In laying the groundwork for both stories, Carver and Hawthorne focus first on the actual physical defects and imperfections of Roger and the scientists wife, Georgiana, before moving on to the transformation that takes place in both husbands as the stories progress.
In the beginning of The Cathedral, Carver provides the foundation for the central premise of the story by describing the relationship, the main character’s wife has with Roger, a blind gentleman she’d met some years before their marriage. Roger has recently lost his wife to cancer and is coming for a visit. “A blind man in my house was not something I looked forward to,” Carver wrote, admitting that his ideas on blindness mostly came from the movies.

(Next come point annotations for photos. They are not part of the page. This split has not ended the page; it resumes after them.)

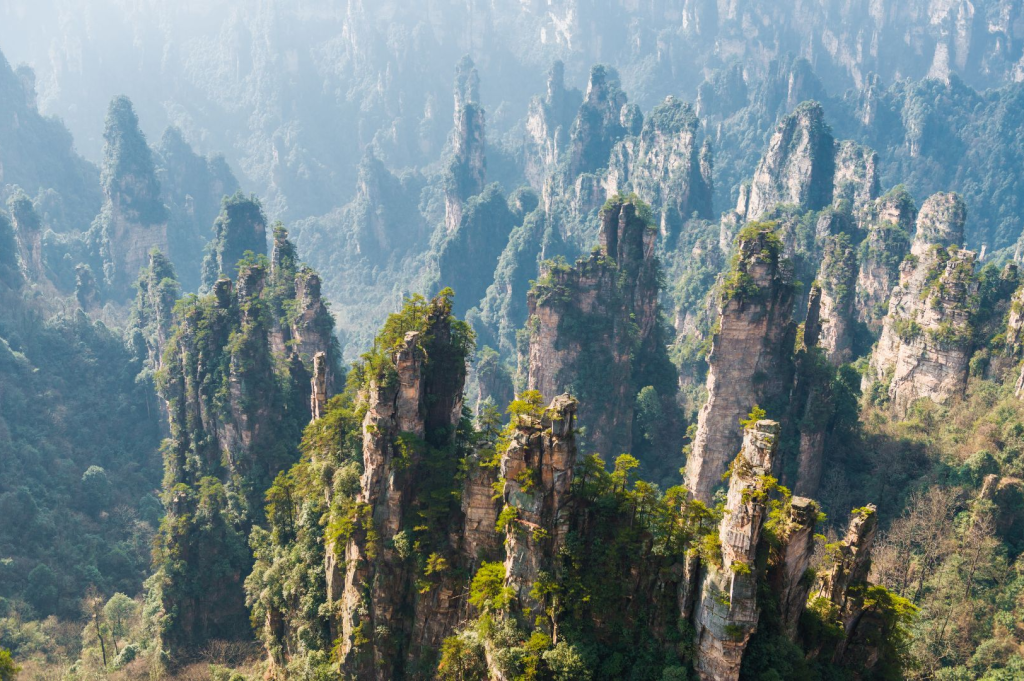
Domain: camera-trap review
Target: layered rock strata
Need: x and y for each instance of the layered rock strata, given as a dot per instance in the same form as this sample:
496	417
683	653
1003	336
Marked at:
584	318
667	165
889	222
538	469
838	278
926	338
749	363
418	408
727	612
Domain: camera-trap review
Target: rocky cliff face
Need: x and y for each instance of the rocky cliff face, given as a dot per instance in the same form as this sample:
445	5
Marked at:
29	235
749	360
412	411
241	227
469	252
467	167
133	220
856	178
548	123
838	279
192	186
584	318
153	314
598	124
926	337
798	167
788	576
538	471
889	224
667	166
235	421
843	582
727	612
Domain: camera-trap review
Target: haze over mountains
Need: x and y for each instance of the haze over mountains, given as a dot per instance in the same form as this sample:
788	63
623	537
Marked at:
561	340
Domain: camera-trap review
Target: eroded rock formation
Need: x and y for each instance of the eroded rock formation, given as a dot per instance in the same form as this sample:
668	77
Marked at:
838	278
467	167
667	165
749	363
926	337
584	318
548	124
798	167
538	471
727	612
240	228
409	415
889	222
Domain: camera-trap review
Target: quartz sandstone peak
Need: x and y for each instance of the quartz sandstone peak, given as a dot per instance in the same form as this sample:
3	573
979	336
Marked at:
749	363
926	338
727	613
798	167
538	470
613	293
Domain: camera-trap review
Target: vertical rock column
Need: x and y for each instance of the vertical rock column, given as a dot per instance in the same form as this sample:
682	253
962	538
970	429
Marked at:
586	316
727	613
889	222
376	577
848	567
786	578
749	360
465	174
538	473
317	398
838	278
926	338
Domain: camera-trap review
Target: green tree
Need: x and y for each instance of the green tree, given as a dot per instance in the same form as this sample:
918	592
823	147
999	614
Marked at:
8	670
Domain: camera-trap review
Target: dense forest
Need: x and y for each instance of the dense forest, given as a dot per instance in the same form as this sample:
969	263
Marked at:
591	340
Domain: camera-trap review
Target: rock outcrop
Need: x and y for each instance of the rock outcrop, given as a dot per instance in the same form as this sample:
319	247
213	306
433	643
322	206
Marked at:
856	178
667	166
240	228
548	123
153	314
469	252
749	363
317	391
798	167
926	337
538	469
411	417
788	576
29	235
467	167
235	408
598	124
889	222
727	612
847	569
838	279
133	220
585	318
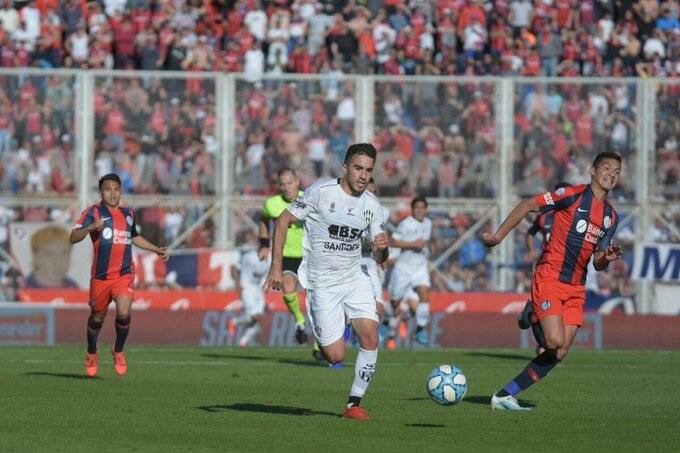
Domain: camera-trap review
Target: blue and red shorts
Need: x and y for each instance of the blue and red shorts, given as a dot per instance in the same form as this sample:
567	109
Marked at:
551	297
103	292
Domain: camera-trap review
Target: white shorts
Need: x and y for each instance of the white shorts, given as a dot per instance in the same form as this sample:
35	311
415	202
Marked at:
371	268
329	307
253	300
401	282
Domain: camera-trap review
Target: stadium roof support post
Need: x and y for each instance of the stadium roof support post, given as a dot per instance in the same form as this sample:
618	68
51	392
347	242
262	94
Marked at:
505	138
645	140
84	131
226	99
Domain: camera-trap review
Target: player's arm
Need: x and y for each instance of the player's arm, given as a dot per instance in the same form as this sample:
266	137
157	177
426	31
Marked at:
531	239
602	259
78	234
142	243
263	234
275	277
522	208
408	245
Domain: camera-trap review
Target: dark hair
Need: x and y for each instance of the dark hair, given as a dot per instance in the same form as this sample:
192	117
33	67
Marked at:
358	149
605	155
285	170
110	177
418	200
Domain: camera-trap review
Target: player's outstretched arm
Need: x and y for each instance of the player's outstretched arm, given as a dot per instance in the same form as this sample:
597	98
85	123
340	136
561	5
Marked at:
522	208
80	233
602	259
274	279
142	243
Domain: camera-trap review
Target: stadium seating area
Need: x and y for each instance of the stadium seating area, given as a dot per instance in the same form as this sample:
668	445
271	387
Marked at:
437	139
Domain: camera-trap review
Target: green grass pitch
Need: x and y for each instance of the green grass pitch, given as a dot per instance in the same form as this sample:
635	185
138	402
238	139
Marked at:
202	399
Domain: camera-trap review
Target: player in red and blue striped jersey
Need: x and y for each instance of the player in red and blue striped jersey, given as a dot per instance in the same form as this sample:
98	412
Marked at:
583	227
113	230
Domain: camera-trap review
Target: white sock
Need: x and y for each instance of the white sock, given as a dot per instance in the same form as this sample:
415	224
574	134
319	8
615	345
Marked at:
422	314
363	371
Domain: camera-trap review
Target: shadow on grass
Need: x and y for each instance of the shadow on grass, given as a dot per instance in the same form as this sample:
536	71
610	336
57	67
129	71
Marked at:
424	425
61	375
500	356
287	361
266	409
486	401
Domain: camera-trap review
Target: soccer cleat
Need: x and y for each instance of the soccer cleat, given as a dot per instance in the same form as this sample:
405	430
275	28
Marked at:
300	334
119	362
355	413
524	318
508	403
91	365
421	338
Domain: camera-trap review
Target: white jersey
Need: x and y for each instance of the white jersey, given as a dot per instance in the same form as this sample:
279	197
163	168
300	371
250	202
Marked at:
334	224
411	230
252	270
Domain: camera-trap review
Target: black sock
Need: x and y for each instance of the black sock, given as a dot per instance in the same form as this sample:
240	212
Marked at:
93	328
353	401
122	329
537	369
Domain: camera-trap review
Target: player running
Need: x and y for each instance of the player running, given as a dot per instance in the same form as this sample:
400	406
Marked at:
542	224
250	274
583	227
336	214
113	230
289	190
411	268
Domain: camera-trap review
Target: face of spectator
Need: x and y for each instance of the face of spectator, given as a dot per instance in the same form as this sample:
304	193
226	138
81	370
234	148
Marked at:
289	186
419	211
358	172
606	174
110	193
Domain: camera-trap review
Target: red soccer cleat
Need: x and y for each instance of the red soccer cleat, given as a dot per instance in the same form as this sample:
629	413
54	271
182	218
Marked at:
119	362
356	413
91	365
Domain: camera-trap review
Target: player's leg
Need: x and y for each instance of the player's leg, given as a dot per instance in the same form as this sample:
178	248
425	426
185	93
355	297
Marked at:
100	297
253	302
422	312
291	298
123	294
552	324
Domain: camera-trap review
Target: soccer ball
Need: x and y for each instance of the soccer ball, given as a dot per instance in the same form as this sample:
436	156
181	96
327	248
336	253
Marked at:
446	384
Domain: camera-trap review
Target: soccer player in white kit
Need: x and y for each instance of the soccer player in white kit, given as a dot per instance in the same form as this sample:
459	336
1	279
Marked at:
251	273
337	213
411	269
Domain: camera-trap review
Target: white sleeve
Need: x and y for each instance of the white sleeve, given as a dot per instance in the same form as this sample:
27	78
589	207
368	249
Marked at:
428	235
378	223
305	204
399	232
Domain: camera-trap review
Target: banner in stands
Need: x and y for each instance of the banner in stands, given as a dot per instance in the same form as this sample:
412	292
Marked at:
657	262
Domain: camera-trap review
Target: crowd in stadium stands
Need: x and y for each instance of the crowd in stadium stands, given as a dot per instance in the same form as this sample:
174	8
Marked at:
437	139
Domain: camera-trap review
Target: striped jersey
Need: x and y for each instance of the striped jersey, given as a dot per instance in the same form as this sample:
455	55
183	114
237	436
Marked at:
581	225
113	243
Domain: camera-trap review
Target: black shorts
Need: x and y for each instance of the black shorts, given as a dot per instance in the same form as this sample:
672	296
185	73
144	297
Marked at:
291	264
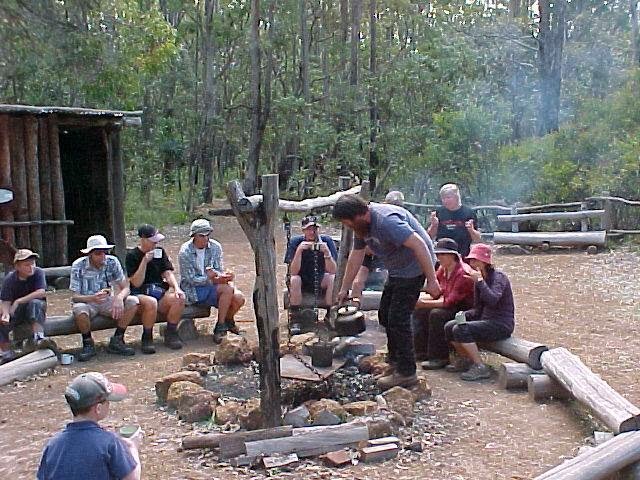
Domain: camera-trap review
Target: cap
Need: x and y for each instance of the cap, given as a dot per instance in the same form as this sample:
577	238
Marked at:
23	254
481	252
96	242
92	387
446	245
201	226
310	220
150	233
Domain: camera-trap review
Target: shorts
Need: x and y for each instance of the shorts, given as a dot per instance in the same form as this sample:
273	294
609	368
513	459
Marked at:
92	310
207	295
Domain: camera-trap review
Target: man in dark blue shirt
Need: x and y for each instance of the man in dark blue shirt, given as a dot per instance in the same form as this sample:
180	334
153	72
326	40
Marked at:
84	450
312	264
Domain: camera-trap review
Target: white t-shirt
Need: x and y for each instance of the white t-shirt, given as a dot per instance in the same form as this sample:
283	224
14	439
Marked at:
200	255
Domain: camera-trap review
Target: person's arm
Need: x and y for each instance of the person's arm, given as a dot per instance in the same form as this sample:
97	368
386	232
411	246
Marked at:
432	231
420	251
354	262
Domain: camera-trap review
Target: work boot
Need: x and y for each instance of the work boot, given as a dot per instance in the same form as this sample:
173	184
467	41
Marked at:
117	346
147	345
478	371
435	364
460	364
397	380
172	340
88	351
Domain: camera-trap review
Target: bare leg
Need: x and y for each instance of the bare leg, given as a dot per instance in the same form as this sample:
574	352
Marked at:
295	290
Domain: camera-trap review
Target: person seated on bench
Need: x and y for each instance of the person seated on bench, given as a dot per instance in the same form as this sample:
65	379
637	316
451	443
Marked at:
490	319
312	265
204	280
24	300
99	287
151	276
453	220
430	315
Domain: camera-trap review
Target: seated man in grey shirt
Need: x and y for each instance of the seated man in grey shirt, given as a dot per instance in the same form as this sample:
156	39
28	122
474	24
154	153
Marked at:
405	249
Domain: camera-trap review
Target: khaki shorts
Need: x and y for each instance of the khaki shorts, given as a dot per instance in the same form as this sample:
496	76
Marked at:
104	308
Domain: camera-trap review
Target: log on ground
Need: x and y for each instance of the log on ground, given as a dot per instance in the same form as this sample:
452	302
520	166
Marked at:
617	413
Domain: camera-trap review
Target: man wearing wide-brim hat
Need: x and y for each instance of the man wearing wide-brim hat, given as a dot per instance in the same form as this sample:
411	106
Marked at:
24	300
100	287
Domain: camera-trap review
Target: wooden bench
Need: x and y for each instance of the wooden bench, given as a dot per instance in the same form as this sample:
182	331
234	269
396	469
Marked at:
65	325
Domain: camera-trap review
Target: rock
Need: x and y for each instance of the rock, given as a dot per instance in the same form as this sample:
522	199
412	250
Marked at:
234	349
228	413
325	417
162	385
179	389
193	357
250	415
298	417
422	390
364	407
316	406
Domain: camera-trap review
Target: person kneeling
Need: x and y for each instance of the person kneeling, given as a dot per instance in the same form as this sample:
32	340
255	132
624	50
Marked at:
491	319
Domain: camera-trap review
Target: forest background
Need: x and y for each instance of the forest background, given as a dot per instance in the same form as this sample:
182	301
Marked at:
516	102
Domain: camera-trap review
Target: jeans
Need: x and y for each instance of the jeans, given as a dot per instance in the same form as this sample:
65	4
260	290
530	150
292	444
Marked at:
34	311
398	300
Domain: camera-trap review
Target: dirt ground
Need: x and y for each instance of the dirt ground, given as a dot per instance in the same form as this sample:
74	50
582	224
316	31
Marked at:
587	303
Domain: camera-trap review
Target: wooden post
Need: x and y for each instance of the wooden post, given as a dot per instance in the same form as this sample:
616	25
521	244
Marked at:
47	256
57	192
514	224
617	413
259	225
33	180
8	233
117	186
19	180
346	242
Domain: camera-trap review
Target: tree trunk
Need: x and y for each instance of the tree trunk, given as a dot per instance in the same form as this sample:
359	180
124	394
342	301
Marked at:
550	44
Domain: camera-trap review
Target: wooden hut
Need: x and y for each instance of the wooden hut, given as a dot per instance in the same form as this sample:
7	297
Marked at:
64	166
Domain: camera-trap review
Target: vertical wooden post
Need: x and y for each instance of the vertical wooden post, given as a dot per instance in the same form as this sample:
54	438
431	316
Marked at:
19	180
57	193
117	184
33	180
514	225
8	233
346	242
259	227
47	256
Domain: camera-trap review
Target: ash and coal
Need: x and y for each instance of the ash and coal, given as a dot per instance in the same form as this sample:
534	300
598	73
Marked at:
241	382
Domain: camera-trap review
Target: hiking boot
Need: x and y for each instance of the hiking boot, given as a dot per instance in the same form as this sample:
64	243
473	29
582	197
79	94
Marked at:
461	364
396	380
435	364
88	351
172	340
147	346
117	346
478	371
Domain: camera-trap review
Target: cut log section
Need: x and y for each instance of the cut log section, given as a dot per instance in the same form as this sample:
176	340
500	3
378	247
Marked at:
514	376
517	349
601	462
536	239
543	387
30	364
613	409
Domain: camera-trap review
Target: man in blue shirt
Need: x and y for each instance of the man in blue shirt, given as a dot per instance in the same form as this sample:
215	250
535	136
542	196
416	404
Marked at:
395	236
84	450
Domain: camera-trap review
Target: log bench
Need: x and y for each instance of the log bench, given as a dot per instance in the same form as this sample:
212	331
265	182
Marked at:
65	325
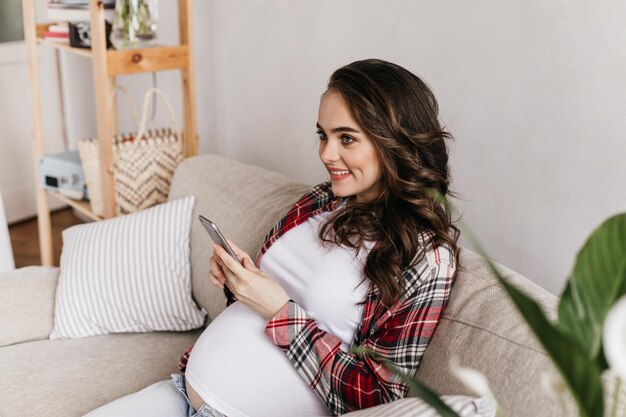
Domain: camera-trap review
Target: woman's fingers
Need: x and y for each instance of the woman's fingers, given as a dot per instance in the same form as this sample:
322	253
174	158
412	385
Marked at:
216	281
226	259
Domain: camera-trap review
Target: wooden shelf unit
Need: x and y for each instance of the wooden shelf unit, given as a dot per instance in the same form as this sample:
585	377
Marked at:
107	64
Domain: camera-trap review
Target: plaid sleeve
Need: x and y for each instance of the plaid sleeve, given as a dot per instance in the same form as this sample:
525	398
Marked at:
400	334
182	363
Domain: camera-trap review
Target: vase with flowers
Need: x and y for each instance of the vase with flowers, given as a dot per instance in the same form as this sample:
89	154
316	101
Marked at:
134	25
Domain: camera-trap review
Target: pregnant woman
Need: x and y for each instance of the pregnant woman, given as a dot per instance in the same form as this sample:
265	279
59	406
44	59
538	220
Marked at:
364	260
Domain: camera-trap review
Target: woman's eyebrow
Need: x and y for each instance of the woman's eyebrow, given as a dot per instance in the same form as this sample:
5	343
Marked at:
339	129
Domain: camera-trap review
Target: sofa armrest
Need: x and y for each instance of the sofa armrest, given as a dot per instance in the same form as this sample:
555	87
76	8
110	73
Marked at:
27	304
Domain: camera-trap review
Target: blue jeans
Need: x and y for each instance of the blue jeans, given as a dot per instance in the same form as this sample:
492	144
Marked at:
163	399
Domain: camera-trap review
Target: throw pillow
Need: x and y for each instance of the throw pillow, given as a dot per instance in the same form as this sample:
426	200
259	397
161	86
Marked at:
128	274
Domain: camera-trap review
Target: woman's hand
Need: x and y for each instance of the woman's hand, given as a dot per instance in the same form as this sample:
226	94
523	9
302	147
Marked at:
249	284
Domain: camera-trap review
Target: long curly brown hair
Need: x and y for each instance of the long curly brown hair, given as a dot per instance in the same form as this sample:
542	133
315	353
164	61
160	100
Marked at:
399	114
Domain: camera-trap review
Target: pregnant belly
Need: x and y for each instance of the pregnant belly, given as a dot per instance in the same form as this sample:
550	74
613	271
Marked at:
236	369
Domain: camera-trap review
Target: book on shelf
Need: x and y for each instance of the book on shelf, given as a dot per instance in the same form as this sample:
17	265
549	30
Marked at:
58	32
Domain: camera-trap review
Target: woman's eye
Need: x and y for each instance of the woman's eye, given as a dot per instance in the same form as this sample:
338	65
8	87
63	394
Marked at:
346	140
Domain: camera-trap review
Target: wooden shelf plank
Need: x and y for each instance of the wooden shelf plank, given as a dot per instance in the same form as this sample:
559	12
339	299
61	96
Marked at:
158	58
82	206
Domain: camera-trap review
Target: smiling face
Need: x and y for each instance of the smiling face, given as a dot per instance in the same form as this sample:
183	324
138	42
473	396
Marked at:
348	154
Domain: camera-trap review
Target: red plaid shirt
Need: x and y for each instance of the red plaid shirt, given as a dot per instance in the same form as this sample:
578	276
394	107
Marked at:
400	333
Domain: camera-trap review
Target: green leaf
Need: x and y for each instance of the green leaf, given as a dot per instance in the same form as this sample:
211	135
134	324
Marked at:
421	390
597	281
581	375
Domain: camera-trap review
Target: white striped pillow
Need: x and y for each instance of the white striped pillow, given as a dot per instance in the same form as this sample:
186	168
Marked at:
128	274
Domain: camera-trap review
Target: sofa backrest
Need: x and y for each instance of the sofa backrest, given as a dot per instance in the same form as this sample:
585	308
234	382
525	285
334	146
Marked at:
480	326
244	201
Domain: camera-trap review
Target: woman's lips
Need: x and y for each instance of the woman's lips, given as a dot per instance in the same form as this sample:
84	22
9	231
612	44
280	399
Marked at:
338	175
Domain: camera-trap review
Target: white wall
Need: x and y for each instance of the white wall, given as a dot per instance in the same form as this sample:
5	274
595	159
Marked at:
534	92
17	180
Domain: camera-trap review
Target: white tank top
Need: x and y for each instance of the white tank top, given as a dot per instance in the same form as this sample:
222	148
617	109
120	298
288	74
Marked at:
235	367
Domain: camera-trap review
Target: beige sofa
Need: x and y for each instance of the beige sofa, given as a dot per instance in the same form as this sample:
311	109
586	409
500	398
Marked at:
40	377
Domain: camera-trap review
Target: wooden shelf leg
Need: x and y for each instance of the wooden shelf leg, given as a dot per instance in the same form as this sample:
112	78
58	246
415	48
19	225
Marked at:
188	78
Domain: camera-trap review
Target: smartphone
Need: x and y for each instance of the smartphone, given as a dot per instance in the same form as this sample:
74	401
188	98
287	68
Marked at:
219	239
217	236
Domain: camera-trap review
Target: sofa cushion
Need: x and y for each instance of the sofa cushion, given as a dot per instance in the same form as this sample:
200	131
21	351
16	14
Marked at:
27	304
72	377
463	405
244	201
128	274
482	328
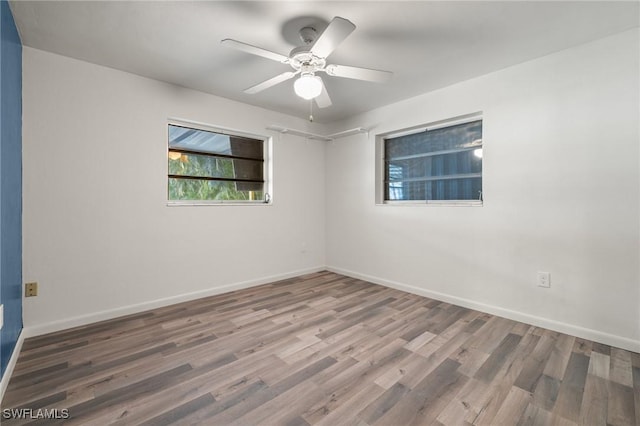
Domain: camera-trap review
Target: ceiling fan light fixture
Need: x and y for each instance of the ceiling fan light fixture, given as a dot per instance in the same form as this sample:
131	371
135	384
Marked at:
308	86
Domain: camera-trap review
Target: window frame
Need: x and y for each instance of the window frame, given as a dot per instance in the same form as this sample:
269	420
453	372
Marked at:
380	167
267	146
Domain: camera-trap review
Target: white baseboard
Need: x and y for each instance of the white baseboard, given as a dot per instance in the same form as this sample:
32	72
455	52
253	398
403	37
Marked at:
10	366
573	330
37	330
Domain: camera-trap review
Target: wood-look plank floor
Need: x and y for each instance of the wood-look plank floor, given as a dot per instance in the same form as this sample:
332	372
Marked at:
323	349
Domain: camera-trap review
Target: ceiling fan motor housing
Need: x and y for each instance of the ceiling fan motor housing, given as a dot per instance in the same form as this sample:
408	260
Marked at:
302	59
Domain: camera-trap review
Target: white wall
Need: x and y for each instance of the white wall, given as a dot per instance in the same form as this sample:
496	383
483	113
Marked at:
98	235
561	186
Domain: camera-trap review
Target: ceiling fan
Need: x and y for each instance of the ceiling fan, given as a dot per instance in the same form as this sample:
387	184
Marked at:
311	58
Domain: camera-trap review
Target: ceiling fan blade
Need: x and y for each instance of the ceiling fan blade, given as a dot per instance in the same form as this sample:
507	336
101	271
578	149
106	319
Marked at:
338	29
254	50
271	82
323	100
358	73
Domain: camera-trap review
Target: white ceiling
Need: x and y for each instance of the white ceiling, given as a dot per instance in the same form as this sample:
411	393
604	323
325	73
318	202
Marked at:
427	44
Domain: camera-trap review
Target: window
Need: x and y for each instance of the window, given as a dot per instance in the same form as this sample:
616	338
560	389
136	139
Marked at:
215	166
436	164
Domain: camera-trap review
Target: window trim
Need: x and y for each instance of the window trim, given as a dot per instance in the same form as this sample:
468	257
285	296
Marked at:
267	146
380	165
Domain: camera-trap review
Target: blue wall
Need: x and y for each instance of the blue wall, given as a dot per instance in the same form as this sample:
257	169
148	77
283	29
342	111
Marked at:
10	183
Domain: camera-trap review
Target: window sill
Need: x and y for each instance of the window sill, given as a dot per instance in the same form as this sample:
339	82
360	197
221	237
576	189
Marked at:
448	203
196	203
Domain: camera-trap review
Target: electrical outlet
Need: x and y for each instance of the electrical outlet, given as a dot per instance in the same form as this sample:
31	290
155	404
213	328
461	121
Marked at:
544	279
30	289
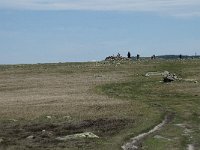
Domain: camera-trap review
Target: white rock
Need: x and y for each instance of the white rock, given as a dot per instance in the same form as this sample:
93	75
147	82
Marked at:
1	140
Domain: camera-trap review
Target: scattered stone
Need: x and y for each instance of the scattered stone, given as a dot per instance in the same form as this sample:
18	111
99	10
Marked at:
31	137
168	77
76	136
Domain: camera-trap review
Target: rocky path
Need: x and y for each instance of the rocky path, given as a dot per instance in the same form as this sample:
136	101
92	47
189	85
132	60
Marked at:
134	142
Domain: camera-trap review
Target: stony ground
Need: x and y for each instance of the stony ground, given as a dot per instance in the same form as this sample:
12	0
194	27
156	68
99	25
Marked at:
113	100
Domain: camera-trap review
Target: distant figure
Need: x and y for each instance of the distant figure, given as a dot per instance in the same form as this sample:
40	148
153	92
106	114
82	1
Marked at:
138	56
180	56
129	55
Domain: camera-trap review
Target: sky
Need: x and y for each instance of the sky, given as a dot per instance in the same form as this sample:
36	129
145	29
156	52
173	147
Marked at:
47	31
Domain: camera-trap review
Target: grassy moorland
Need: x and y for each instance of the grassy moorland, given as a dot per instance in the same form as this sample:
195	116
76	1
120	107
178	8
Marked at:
112	100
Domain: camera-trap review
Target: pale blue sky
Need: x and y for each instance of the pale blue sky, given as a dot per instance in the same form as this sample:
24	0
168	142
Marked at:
38	31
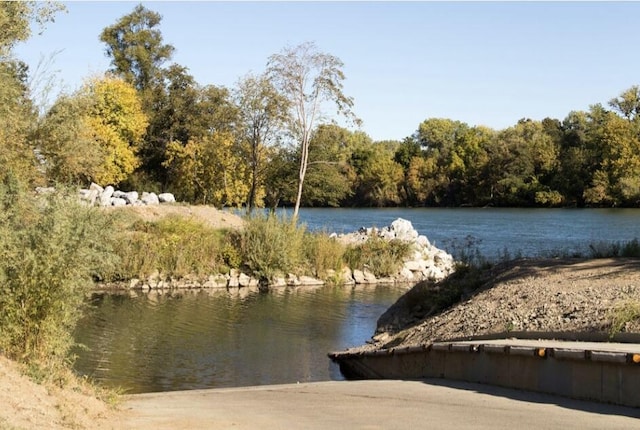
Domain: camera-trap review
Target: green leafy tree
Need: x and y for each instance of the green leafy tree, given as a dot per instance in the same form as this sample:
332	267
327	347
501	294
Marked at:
16	18
308	79
118	124
136	48
208	170
330	178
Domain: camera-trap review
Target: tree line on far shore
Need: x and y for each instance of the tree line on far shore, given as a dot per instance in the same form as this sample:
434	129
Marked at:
146	124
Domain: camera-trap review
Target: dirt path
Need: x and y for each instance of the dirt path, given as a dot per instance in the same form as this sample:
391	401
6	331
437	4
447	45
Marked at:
208	215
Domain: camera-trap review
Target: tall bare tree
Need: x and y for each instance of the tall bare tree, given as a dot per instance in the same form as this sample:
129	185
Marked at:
262	112
309	80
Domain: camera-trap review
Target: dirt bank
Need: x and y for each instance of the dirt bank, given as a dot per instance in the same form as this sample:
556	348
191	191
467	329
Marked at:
564	298
207	215
27	405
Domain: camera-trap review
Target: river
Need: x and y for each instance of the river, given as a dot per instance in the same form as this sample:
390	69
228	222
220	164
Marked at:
212	339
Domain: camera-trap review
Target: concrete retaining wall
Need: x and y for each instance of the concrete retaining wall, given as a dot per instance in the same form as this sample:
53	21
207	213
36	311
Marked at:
601	374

Likewise, in The Birthmark, the scientist, Aylmer, although in his mind he loves his wife and thinks her beautiful, is focused so single-mindedly on the small hand-shaped birthmark upon her cheek, that soon this all he sees. After asking his wife if she’s ever considered that “the mark upon your cheek might be removed,” Aylmer is dismayed when Georgianna replies that she had not, seeing the mark as a “charm” instead, as it had often been called. Aylmer’s response that “upon another face” the mark might be considered thus, but not on hers deeply hurts Georgianna. ”No dear,” he says, “Nature made you so perfectly that this small defect shocks me as being a sign of earthly imperfection.”
Hawthorne’s use of the word “shock” here is especially poignant, since that is the emotion, we most commonly feel when faced with deformities and physical imperfections. We try not to stare, but in the end, like both men in the stories, the defect is often all we see.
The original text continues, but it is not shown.